Piece of my heart, seul single extrait de l'album, déjà popularisé par Erma Franklyn ( grande sœur d'Aretha) en 1967, explose littéralement dans les charts et propulse Janis au rang de star. Un poster dévoilant un bout de téton de la chanteuse finira d'en faire une icône pour les hordes de hippies peuplant les rues de San Francisco. Inévitablement, cela entraînera la dissolution du Big Brother and The Holding Company. Janis Joplin poursuivra sa carrière avec le Kosmic Blues Band et le Full Tilt Boogie Band.

Au delà de sa renommée internationale, Janis reste une figure emblématique de la mouvance de San Francisco à la fin des sixties. Partageant une demeure au sein des maisons victoriennes avec le chanteur engagé Country Joe Mc Donald, elle fut un membre actif de la communauté « beat » de Haight Ashbury. La reine des Freaks a donc plus que sa place dans cette chronique.

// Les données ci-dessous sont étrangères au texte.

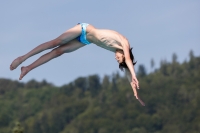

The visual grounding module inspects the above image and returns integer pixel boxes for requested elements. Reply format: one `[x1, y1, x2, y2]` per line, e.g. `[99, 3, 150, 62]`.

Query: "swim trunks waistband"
[78, 23, 90, 45]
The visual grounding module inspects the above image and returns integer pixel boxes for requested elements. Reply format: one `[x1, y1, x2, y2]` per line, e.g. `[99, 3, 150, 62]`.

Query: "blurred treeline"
[0, 52, 200, 133]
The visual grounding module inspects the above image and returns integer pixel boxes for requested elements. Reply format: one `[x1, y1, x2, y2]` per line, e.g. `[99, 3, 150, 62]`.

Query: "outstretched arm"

Electric Music for the body and the mind (COUNTRY JOE AND THE FISH)



Dans la mouvance San Franciscaine de 1967 qui prenait parfois des airs de « Révolution Américaine », un groupe se détachait par son engagement politique : Country Joe and the Fish. Oser associer le surnom de Joseph Staline ( Country Joe) et une référence à Mao Zedong (Fish) au pays de l'Oncle Sam durant les sixties, avait quelque chose de suicidaire, ou de diablement téméraire, au choix... Dans tous les cas, ce fut sans doute le groupe le plus actif d'outre-atlantique, et le plus impliqué pour la cause pacifiste, et si j'ose dire, son cheval de bataille : mettre un terme à la Guerre du Vietnam.

Formé autour du chanteur charismatique Country Joe Mc Donald, compagnon de Janis et véritable pendant de cette dernière, il est lui aussi un membre actif de Haight Ashbury, multipliant à l'instar des Grateful Dead, les concerts pour la cause communautaire. Mais Mc Donald possède aussi la panoplie d'un musicien accompli ayant digéré le blues, le folk, et son émulsion rock. Il compose la quasi totalité des morceaux du groupe, certains très représentatifs du mouvement de San Francisco, comme Superbird...


Il est épaulé par Barry Melton (alias The Fish), jeune guitariste de 18 ans aux idées contestataires constituant l'autre moitié du cerveau de la bête. Possédant comme son comparse une bonne maîtrise des musiques américaines, il est aussi un adepte du rock psyché naissant, et apporte une couleur significative aux œuvres du groupe. Le clavier David Cohen représente également un atout non négligeable, tissant sur certains titres, un tapis sonore mystérieux et envoûtant.

L'album Electric Music for the body and the mind est un véritable manifeste hippie, témoignage authentique d'une époque où la musique semble plus diversifiée, et plus libre que jamais. Tout est dans le titre. Ce disque est une œuvre thérapeutique, une invitation au voyage intérieur, (avec stupéfiants souhaités), mais en toute sérénité, évitant presque toujours le piège du chaos psychédélique. Dans le genre, il devance le groupe Sweet Smoke (Just a poke) de quelques années.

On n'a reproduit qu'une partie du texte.